Perderam-se no tempo as origens da vila de Sardoal, e não são conhecidas
memórias que, por escrito ou tradição, possam detalhar seus primeiros
momentos como parte integrante da vida portuguesa. O documento mais antigo
existente no Arquivo Municipal em Santarém é uma Carta da Rainha Santa Isabel, datada de 1313. É da
tradição que o Sardoal teve o seu primeiro foral (isto é, atestado que
fixava os direitos e deveres dos moradores entre si e em relação ao concedente
e que definia as regras de administração do território), dado por esta rainha, no mesmo ano de 1313, fato do qual, contudo, não há evidência histórica
segura.
Já D. João III elevou a povoação de Sardoal à categoria de Vila em 22 de setembro de 1531, e
demarcou os seus limites territoriais por carta de 10 de agosto de 1532. No
entanto, o mais importante de tais terras é que muitos imigrantes portugueses
vindos para o Brasil acabaram por se estabelecer na região sul da província do
Rio de Janeiro, vindo, por fim - no que se refere ao território de Paraíba do
Sul - escolher como pouso a fecunda área média do rio Fagundes localizada a aproximadamente
de 300 metros de altitude. Esta vasta região, ostentando o nome tão tipicamente
português de Sardoal, caracterizou-se sempre por uma proveitosa atividade
agrícola. Suas belíssimas a agradáveis várzeas - Membeca, Rio Manso, Sertão do
Calixto e Matosinhos, principalmente - serviram de berço para muitas famílias
importantes e pioneiras, como as de Caetano Borges da Costa, Calixto Cândido
Gonçalves, Francisco Rodrigues Manso, Joaquim José dos Santos Silva e
especialmente Pedro da Costa Lima, este o fundador do Santuário de Matosinhos.
Na larga esplanada
englobada sob o nome genérico de Sardoal, o latifundiário Manuel Vieira Afonso
adquiriu, em 1768, um sítio na periferia do Caminho do Major Bernardo Soares
Proença, ampliado em 1780 para constituir a Fazenda do Córrego Seco, vendida em
1830 a D. Pedro I e posteriormente urbanizada por Júlio Frederico Köeller para
a formar o núcleo urbano da cidade de Petrópolis sob ordens e supervisão direta
de D. Pedro II.
Ao longo do Caminho Novo de Minas...
Ao longo da primeira
metade do século XVIII, todas as amplas e férteis áreas de terra situadas ao
sul das bacias dos rios Fagundes e Secretário já se encontravam ocupadas pelas
sesmarias abertas ao longo do Caminho Novo de Minas, nas quais seus
proprietários aos poucos implantavam os engenhos que iriam produzir o açúcar
tão solicitado pelos comerciantes do Rio de Janeiro.
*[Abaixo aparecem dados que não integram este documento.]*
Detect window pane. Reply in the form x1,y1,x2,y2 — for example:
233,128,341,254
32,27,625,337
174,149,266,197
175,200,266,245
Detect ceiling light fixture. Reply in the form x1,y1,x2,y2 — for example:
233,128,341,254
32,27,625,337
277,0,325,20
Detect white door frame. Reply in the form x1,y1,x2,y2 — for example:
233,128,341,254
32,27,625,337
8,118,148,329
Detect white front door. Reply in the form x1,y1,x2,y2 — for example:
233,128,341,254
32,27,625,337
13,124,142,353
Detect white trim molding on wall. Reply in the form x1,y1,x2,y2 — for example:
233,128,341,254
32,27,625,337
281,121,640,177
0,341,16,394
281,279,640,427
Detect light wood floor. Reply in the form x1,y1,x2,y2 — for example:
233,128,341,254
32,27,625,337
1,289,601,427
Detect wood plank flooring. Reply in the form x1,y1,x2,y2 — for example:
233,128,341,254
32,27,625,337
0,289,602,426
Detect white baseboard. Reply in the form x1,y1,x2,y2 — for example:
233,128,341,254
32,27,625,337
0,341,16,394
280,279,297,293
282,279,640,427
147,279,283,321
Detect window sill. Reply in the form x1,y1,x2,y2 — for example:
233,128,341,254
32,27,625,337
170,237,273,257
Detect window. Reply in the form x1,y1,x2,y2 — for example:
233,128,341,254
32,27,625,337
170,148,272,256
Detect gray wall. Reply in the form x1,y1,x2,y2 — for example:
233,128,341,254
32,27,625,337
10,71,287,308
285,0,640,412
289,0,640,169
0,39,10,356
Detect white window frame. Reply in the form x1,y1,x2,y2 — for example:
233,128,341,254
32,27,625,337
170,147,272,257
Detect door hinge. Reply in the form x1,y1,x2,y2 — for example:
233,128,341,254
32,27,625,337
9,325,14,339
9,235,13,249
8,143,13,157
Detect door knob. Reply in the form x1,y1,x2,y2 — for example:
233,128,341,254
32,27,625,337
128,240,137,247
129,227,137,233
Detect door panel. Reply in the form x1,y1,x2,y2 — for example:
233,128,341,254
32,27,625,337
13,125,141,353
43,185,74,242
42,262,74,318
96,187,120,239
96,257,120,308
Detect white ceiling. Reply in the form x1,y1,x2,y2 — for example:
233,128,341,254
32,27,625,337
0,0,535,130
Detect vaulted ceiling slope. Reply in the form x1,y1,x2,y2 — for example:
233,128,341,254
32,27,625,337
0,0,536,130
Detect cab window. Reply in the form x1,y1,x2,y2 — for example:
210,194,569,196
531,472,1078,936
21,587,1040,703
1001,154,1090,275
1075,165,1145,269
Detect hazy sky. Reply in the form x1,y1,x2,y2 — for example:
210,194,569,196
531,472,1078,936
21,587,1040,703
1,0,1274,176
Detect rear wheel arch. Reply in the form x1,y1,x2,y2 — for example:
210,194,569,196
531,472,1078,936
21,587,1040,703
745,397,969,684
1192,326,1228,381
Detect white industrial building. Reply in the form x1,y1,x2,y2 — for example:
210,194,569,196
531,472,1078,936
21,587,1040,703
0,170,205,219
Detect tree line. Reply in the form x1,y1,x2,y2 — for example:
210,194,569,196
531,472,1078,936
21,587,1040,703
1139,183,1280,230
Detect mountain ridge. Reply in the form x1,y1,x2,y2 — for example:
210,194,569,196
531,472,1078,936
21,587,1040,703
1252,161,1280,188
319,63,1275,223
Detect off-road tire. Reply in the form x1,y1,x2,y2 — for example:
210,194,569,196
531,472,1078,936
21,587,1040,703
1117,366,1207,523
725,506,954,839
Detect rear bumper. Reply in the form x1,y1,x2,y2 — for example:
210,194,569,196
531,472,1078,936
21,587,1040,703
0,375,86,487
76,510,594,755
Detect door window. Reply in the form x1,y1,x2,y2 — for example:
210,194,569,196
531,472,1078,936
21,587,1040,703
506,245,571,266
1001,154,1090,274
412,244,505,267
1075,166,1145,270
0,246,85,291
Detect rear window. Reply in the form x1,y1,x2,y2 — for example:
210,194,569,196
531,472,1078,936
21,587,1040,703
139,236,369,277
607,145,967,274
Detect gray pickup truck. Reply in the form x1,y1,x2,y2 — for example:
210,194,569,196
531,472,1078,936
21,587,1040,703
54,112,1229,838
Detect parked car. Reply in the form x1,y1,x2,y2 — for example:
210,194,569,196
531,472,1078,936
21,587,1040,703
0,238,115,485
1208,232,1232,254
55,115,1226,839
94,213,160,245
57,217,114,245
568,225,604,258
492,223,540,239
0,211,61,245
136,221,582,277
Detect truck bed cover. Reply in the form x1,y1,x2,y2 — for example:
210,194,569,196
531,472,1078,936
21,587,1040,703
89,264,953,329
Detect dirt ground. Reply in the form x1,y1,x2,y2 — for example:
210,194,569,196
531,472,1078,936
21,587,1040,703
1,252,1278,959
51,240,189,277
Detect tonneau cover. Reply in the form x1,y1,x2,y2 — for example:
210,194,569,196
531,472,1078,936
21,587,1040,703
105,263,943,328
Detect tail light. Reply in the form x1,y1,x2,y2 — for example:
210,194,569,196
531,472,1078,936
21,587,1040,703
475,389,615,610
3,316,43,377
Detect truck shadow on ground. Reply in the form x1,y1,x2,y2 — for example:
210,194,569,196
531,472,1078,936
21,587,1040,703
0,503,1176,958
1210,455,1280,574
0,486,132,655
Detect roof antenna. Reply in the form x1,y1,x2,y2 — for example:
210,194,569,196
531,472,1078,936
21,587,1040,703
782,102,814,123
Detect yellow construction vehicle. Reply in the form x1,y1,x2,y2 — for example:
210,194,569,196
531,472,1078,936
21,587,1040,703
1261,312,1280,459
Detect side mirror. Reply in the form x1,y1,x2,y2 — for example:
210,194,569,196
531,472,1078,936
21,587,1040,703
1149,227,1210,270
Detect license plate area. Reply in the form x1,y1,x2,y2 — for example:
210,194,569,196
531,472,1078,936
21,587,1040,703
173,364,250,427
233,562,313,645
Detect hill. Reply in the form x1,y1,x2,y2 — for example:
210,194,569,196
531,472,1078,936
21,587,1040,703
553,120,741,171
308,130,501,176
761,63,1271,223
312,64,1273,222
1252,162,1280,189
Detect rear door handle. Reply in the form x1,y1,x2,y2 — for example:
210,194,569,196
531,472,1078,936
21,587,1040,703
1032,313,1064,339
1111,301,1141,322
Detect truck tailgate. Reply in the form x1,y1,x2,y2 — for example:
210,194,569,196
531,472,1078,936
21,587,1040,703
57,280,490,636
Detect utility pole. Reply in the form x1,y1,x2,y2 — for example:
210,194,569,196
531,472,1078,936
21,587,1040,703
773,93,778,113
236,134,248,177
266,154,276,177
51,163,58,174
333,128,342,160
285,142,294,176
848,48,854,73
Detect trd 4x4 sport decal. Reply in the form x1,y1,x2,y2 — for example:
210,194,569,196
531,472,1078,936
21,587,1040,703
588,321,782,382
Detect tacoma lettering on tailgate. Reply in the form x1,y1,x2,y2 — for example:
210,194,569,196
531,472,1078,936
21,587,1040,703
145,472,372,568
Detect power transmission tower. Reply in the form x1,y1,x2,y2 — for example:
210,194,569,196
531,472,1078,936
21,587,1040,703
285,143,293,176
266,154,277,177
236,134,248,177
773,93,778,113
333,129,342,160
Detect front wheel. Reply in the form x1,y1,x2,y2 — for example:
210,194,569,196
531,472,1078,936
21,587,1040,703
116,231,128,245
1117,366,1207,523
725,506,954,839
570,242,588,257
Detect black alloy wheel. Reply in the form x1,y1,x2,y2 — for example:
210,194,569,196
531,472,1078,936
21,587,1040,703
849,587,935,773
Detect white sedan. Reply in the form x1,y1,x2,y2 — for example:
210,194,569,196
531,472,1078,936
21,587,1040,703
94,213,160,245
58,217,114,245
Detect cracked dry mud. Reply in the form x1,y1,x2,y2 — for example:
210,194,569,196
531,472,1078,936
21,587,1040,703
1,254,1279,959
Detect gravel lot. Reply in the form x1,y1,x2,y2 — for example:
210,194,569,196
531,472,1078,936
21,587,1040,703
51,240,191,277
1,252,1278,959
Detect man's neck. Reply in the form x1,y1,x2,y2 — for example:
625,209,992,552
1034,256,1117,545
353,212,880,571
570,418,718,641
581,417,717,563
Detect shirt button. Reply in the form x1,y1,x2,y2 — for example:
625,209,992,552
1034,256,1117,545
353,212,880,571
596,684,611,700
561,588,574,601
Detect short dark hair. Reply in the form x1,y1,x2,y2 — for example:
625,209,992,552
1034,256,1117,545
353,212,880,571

Por conseguinte, os novos
desbravadores que por ali aportavam viram-se na contingência de penetrar ainda
mais pelos grotões que delimitavam as nascentes daqueles rios e, por via de
consequência, acabaram por se estabelecer junto às vertentes da Serra da
Sucupira, nas quais abriram suas roças de subsistência e deram início à criação
de gado, aves e outros pequenos animais.
Tais atividades
ensejaram o nascimento de alguns arraiais humildes, posto que bem produtivos,
centralizados em especial em Matosinhos, Sardoal, Membeca e Rio Manso. Já no
século XIX, surgia na região o logradouro de Sertão do Calixto, fundado por
pioneiros chegados principalmente do já bem estabelecido Arraial de Sebollas.
Caracterizadas como
uma zona puramente rural controlada por algumas poucas famílias, e tendo como
fulcro um humilde centro urbano, tais localidades nada de interessante
ofereciam a moradores e visitantes, a
não ser o refrigério de uma igreja católica abençoada pelo orago São Sebastião,
as instalações de uma escola muito simples e desaparelhada de qualquer conforto
maior, um ou outro entreposto à guisa de mercearia e,
como não poderia deixar de ser, as casas mais humildes dos desbravadores que
por ali sobreviviam a duras penas. A cavaleiro de tudo, naturalmente,
erguia-se, senhorial e poderosa, a casa-vivenda de um fazendeiro por vezes mais
abastado e generoso.
Talvez por
apresentar uma vale bem mais extenso e fecundo, e por ser o vilarejo mais bem
centralizado de todos naquele perdido rincão fluminense, em determinada época o
chamado Sertão do Calixto viu-se beneficiado pela Câmara Municipal de Paraíba
do Sul, que ali mandou construir um cemitério que
substituísse aqueles que, por tradição, tinham sido organizados em fazendas
periféricas, até porque, na década de 1810, a secularização das inumações determinava
a desativação de as necrópoles alocadas junto aos grandes latifúndios da
região.
De fato, o Sertão do
Calixto até hoje mostra sua perfeita face de ontem histórico: de um lado da
estrada que conduz a Sardoal e ao Santuário de Bom Jesus de Matosinhos,
eleva-se a Igreja do Padroeiro São Sebastião e o decrépito prédio onde
funcionava o primevo armazém local, este marginando outras vias de contato com
o Rio Manso e Avelar. Já na outra margem do caminho, repousa seu multitudinário
cemitério separado da escola local pela estreita e sinuosa estradinha que conduz
a Cavaru. E, no entanto, sem que o viajante se dê conta, naquela centenária e
ainda verdejante planície dormem os ecos de grande parte da História do Sertão
da Paraíba desbravado há mais de três séculos pelo sertanista Garcia Rodrigues
Paes.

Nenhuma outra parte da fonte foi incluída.